漆黒の螺子

第30話

 みんなが集まった食堂。

 並べられたティーカップとパンケーキ。

 テーブルの真ん中で私達を見てるクマのぬいぐるみ。たった今、話し合いで決まったこの子の名前はココア。

 私が考えた名前はクゥちゃんだったんだけど。


 ——ココアちゃんがいいと思うの‼︎ 翔琉様のミルクティーにぴったりな可愛いココアちゃん‼︎ 翔琉様、この子の名前これしかないと思います‼︎


 ——み、みんなはあるかな。紗羅の他にこれがいいって名前。


 紗羅ちゃんの大声のあと言いだすことが出来なかった。たぶんみんなも同じだった気がする。翔琉君もタジタジな紗羅ちゃんの迫力、誰も逆らえっこない。


 ——ボク、ココアって名前なの? 美味しそうなお名前嬉しいな。


 ココアの弾む声に切り込んだのはキリエさん。


 ——おっ美味しそう? そそ、そこは嬉しいと言うべきでは。


 ——ごめんなさい。ボク、言葉がよくわからなくて。


 ——わわ、私としたことが‼︎ いっ言ってはいけないことをうっかり……ああっ‼︎


『まったくもう』と呟きながら、紗羅ちゃんがキリエさんのおでこをぺちっ‼︎ キリエさんが落ち着いて終わった最初の話し合い。

 次に始まるのは


「じゃあ、ココアの部屋をどこにするかだけど」


 呆れたような翔琉君の声。

 決めようとしてるのはココアが誰の部屋で過ごすのか。

 プレゼントされたのは私だし普通に考えたら私の部屋。だけどそれは、ココアがただのぬいぐるみだったらってこと。

 ココアは生きてる、中身はちっちゃな男の子。

 ココアがいる部屋で、麻斗さんとふたりきりになりにくい。麻斗さんの部屋に決まったとしても、今度は私が行きにくくなっちゃう。


 ——私と麻斗さんは駄目、誰かの部屋がいいんだけど。


 相談を持ちかけた時の翔琉君の顔ったら。


 ——麻斗とひかりの部屋、かけもちでいいんじゃない?


『それだと』と食い下がった私。『行ったり来たりはココアが疲れちゃうよ』と。


「誰かいるかな? ココアがいてもいいよって」


 手を上げようとした紗羅ちゃんと、顔を見合わせた紫音さんと莉亜さん。料理長の羅衣羅さんはパンケーキを食べることに夢中になってる。
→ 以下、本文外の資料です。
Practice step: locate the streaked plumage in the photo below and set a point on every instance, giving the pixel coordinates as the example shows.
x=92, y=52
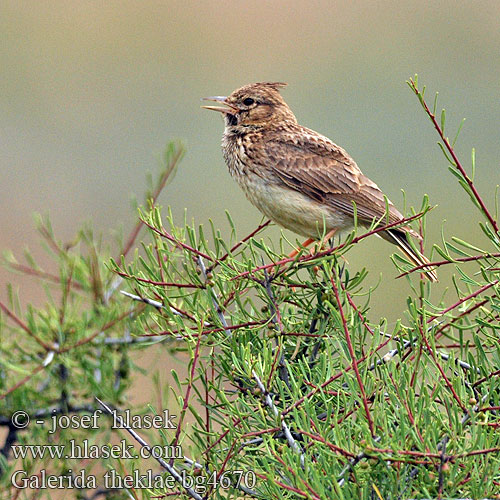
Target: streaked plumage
x=298, y=178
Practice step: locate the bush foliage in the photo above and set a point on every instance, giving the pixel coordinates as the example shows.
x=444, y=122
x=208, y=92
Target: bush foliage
x=289, y=390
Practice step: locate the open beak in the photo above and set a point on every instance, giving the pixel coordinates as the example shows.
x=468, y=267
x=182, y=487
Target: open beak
x=222, y=99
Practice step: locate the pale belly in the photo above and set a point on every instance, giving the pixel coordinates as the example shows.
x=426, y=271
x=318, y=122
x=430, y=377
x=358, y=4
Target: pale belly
x=293, y=210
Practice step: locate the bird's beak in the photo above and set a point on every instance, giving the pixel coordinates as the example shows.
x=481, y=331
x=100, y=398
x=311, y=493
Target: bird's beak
x=222, y=99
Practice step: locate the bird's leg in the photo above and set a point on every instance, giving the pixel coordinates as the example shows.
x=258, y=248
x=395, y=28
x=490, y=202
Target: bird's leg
x=325, y=238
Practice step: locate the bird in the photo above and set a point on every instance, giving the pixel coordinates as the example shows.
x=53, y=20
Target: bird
x=298, y=178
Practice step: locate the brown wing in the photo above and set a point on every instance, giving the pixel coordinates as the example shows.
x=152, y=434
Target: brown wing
x=311, y=163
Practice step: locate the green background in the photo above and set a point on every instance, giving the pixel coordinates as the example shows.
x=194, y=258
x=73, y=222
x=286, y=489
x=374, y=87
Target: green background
x=91, y=92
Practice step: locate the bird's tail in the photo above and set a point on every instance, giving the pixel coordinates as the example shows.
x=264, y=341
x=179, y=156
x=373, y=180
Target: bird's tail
x=398, y=237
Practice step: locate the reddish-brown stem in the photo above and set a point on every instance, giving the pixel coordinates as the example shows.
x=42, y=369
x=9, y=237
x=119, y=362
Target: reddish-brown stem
x=353, y=358
x=450, y=149
x=187, y=395
x=160, y=283
x=306, y=258
x=440, y=368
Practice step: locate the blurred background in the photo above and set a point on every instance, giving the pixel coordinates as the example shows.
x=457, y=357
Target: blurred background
x=92, y=91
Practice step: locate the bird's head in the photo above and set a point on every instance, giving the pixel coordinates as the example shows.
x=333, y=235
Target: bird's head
x=254, y=105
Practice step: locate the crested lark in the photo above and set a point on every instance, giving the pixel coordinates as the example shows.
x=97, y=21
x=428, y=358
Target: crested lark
x=298, y=178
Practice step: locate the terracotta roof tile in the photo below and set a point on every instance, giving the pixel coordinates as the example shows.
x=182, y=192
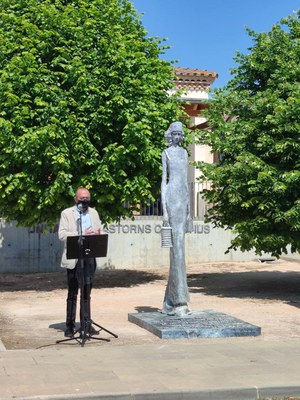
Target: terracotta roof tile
x=194, y=79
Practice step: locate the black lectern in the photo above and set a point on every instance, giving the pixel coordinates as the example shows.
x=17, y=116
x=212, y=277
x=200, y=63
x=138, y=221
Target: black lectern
x=92, y=246
x=86, y=247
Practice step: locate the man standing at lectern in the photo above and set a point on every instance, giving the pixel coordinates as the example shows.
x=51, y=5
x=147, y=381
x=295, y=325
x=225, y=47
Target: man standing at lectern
x=76, y=220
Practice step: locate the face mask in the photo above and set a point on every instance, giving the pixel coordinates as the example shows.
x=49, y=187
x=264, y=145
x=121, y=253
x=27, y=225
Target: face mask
x=83, y=205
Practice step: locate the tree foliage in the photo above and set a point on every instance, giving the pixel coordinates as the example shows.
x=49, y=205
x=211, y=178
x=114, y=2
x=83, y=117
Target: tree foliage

「ココアはひかりさんになついてるんだし、ひかりさんの部屋がいいと思う」


 紗羅ちゃん、それだと麻斗さんが来にくくなっちゃうんだってば。


「そうですね。ひかりさんをお母さんだと思っているようですし、僕も賛成です」

「でも、麻斗さん」

「ひかりさん? 何か困ったことが?」


 ありすぎるよ。

 ココアがいる前じゃ、麻斗さんに近づくのも恥ずかしい。話すこともすることも限られちゃう。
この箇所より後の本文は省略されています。